9. As vexatious and unmanageable as a thorn in a drunkard's hand is a parable to a fool. He will be as apt to misuse is as to use it rightly.
10. Various versions of this are proposed (Compare Margin). Better perhaps--"Much He injures (or literally, "wounds") all who reward," &c., that is, society is injured by encouraging evil men.
transgressors--may be rendered "vagrants." The word "God" is improperly supplied.
11. returneth . . . folly--Though disgusting to others, the fool delights in his folly.
12. The self-conceited are taught with more difficulty than the stupid.

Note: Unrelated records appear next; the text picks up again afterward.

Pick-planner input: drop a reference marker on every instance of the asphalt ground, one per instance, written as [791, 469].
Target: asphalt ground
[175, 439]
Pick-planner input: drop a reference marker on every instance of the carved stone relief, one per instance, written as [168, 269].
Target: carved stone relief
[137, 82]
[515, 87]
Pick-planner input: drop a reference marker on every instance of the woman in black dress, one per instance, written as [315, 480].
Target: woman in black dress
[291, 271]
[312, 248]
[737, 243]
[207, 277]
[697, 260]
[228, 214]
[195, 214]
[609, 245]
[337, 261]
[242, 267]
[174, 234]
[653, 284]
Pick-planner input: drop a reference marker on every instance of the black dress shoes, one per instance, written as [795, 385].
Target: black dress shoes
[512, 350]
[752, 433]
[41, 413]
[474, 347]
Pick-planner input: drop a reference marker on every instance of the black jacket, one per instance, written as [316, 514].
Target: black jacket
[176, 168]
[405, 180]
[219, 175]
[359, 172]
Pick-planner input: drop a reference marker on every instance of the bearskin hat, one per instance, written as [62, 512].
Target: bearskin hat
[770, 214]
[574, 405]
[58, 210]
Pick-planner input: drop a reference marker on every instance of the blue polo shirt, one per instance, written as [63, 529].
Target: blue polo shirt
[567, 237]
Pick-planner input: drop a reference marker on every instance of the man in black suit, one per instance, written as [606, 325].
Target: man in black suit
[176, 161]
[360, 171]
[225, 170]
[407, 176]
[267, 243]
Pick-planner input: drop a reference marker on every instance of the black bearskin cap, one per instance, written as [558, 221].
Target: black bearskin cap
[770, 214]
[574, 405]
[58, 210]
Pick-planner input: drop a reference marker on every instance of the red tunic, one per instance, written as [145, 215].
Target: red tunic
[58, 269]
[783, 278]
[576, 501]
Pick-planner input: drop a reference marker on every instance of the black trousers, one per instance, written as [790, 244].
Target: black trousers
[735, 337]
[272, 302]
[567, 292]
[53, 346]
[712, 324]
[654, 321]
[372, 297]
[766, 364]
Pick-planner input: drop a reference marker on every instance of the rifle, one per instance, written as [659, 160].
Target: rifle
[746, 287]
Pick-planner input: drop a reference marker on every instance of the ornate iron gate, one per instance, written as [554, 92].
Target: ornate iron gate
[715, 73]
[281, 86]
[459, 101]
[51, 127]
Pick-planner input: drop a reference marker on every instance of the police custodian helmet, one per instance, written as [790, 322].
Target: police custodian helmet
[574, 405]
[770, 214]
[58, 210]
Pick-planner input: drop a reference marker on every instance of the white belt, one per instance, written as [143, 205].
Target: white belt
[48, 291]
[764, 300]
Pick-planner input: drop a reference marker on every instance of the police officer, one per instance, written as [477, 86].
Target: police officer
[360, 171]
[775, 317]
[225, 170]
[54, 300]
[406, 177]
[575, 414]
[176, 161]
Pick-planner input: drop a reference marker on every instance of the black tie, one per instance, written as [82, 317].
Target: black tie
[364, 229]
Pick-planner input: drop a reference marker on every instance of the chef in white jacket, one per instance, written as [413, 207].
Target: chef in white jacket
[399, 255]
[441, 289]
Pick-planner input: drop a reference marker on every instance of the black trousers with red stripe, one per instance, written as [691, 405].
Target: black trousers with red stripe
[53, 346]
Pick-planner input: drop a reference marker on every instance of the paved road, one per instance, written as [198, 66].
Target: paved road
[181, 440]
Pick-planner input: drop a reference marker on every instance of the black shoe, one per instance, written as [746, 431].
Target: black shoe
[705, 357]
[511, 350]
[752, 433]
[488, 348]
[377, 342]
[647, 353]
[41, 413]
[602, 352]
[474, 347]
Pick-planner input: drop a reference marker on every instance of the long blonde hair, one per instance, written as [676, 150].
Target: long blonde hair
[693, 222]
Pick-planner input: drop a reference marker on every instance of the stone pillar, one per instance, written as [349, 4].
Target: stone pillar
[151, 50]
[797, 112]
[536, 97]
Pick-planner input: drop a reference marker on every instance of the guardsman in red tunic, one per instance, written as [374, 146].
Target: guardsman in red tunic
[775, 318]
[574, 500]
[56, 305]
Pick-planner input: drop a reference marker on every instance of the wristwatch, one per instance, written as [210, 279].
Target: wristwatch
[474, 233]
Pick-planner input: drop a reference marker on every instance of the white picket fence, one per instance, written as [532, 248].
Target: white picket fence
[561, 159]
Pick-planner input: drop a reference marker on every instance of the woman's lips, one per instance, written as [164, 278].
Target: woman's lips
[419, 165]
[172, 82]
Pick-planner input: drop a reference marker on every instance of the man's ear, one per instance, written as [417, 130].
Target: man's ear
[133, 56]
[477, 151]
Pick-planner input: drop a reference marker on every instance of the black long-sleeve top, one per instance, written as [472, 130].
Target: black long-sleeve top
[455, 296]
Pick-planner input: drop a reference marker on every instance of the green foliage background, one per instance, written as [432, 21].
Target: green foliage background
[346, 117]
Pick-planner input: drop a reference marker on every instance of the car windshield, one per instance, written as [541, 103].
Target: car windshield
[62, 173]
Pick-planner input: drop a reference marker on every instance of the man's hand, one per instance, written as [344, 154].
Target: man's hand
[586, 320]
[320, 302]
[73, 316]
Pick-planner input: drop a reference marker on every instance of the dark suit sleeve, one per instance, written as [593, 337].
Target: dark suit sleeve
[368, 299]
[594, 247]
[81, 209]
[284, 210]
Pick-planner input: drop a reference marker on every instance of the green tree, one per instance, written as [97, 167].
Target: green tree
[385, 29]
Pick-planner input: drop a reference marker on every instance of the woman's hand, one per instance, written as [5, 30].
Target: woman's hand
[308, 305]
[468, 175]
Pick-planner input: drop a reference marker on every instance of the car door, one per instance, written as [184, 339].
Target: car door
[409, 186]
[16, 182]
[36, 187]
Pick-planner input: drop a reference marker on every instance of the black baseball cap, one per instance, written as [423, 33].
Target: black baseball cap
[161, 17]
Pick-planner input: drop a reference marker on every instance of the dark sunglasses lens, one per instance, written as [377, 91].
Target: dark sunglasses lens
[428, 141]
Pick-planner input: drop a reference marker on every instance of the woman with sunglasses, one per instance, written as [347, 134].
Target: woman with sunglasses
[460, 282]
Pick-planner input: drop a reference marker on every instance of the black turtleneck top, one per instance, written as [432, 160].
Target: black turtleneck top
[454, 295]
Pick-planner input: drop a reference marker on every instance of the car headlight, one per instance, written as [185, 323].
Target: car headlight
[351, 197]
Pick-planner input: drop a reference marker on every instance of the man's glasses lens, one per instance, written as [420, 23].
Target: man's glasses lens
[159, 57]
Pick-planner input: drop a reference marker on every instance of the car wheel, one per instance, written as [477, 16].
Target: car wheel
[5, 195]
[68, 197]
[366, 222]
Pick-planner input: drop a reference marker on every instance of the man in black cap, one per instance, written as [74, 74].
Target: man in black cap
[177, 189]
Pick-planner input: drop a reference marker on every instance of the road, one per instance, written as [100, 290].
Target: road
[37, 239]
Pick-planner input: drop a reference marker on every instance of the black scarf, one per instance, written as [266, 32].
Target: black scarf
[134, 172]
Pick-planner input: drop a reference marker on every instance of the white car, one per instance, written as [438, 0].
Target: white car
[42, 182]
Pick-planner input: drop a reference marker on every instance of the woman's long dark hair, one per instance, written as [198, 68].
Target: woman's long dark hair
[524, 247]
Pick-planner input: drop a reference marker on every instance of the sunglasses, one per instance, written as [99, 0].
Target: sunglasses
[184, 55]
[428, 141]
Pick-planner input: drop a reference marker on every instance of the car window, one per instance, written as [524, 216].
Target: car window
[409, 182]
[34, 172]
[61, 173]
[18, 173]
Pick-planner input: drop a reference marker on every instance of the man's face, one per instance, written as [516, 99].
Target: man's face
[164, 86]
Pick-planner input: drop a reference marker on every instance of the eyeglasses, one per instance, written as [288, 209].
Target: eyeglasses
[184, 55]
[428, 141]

13. (Compare Proverbs 22:13 ).
15. (Compare Proverbs 19:24 ).
16. The thoughtless being ignorant of their ignorance are conceited.
17. meddleth--as in Proverbs 20:19 , 24:21 ; as either holding a dog by the ears or letting him go involves danger, so success in another man's strife or failure involves a useless risk of reputation, does no good, and may do us harm.
18, 19. Such are reckless of results.
20, 21. The talebearers foster ( Proverbs 16:28 ), and the contentious excite, strife.
22. (Compare Proverbs 18:8 ).
23. Warm professions can no more give value to insincerity than silver coating to rude earthenware.
24. dissembleth--though an unusual sense of the word (compare Margin), is allowable, and better suits the context, which sets forth hypocrisy.